Sculptural Autopsies with Yasue Maetake Pt. 1 is an essay in fragments about the New York-based Japanese sculptor, Yasue Maetake. The poet, Addison Bale, constructs a unique portrait of the artist: through an assemblage of dialogue interlaced with email exchanges and prose passages, Bale crafts a written reflection of Maetake’s abstract sculptures, which are themselves assemblages of materials such as bone, metal, and resin. Maetake, articulated by Bale’s experimental approach, comes into focus as an artist whose practice, while buoyed by the routine interruptions of daily life and motherhood, is passionately interlocked with the timeless pursuit of sculpture.
Through their collaborative dialogue and poetic precision in this Pt. 1, Maetake and Bale achieve a brief cohabitation of the artist’s sculptural psyche, only just scraping the surface of her image.
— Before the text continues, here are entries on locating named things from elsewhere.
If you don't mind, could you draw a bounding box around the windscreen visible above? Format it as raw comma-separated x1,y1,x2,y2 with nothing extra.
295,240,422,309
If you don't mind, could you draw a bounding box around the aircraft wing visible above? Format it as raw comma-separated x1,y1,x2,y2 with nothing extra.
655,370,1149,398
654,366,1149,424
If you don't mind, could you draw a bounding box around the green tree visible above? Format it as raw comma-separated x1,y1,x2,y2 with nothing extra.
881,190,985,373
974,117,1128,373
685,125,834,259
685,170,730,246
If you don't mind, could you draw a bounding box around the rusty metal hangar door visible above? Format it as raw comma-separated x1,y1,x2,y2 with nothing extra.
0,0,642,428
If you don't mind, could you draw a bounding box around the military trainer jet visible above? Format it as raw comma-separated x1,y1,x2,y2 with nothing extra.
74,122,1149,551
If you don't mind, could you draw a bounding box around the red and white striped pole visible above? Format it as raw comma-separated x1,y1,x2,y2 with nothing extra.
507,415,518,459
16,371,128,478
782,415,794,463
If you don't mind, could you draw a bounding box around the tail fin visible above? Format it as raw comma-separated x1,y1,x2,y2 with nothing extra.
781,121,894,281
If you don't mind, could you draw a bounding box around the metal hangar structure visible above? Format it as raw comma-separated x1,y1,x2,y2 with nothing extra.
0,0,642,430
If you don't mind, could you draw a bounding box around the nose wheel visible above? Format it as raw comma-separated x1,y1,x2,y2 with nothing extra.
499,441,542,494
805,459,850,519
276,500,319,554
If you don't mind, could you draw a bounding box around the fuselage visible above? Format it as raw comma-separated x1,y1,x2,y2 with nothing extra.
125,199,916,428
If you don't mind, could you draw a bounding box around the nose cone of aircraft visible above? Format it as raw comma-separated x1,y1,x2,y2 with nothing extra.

This limited-run, bilingual edition of Sculptural Autopsies with Yasue Maetake Pt. 1 is risograph-printed in rich, texturally vibrant toners, by the publishing studio of Tiding House Press, Brooklyn. Translated from English into Japanese, this riso-booklet presents the reader with both languages beginning at the outside covers and reading towards the centerfold to create a linguistic mirror image.